One week after its employees went on strike, Raley’s invited union negotiators back to the bargaining table to resume talks.
Meanwhile, about two dozen store employees and supporters walked the picket line at Napa’s Nob Hill Foods on Monday, their signs still protected in the plastic that was wrapped around them last week to keep them dry in the rain.
“We’re not backing down,” said Jennifer Martinez, who has worked in the store’s bakery for 11 years.
Most Nob Hill employees, along with fewer than 10 butchers at the Napa Raley’s, went on strike Nov. 4, joining about 8,000 workers at roughly 90 other locations in Northern California. The strike, which followed 15 months of unfruitful negotiations, is the first in the history of the West Sacramento–based Raley’s, which owns Nob Hill Foods.
The striking employees, who are members of the United Food and Commercial Workers union, passed out information to shoppers Monday saying Raley’s is trying to destroy their health care, force unfair terms without employee input, and harass and threaten workers, among other claims.

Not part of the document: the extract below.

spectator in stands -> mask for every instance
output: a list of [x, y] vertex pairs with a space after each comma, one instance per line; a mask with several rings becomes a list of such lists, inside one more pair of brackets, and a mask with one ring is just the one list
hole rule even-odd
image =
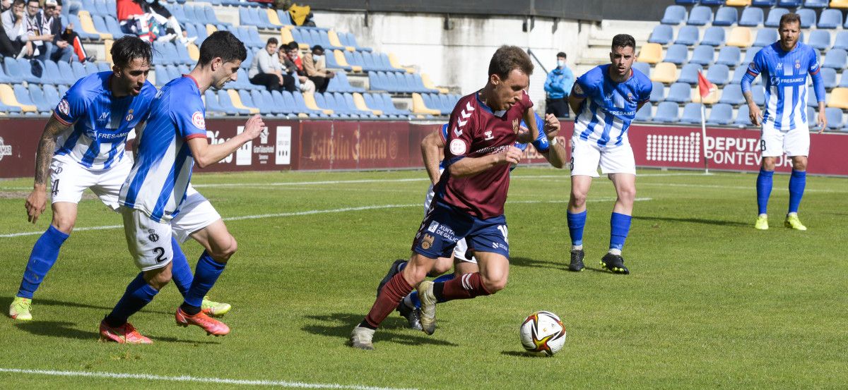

One flier had a photo of a large yacht, which employees said belongs to Raley’s President and CEO Mike Teel.
“If he sold that, he could pay all of us,” said Barbara Purtell, who has worked at Nob Hill for 23 years and has walked the picket every day the past week except one, when she needed to baby-sit her granddaughter. She carried a photo of the baby to keep her spirits up, she said.
Over the weekend, Raley’s offered free groceries and coupons to shoppers who spent at least $20 in one of its stores.
Purtell said she saw a few more customers cross the picket line over the weekend, possibly to get the free items. But most regular customers are going elsewhere, she said.
When someone she recognizes does enter Nob Hill, it makes her want to quit, Purtell said.
“I’m getting to the point where I don’t even want to go back — I feel like retiring,” she said. “When you see the customers go by and the co-workers go in, I think it’s going to be too difficult to go back.”
Customers have brought the picketers food, one even handing over groceries she received free from another store. Checker Arely Soriano said that kind of support is encouraging, but she too is discouraged by those who continue to shop at Nob Hill.
“It’s like our family. It’s really painful for us to receive that kind of response,” Soriano said. “When we see our loyal customers say, ‘We are with you guys, hang in there,’ it’s a motivation for us. We’re fighting for our rights.”
In addition to bringing home-baked treats, some shoppers have picked up signs and joined the picket line.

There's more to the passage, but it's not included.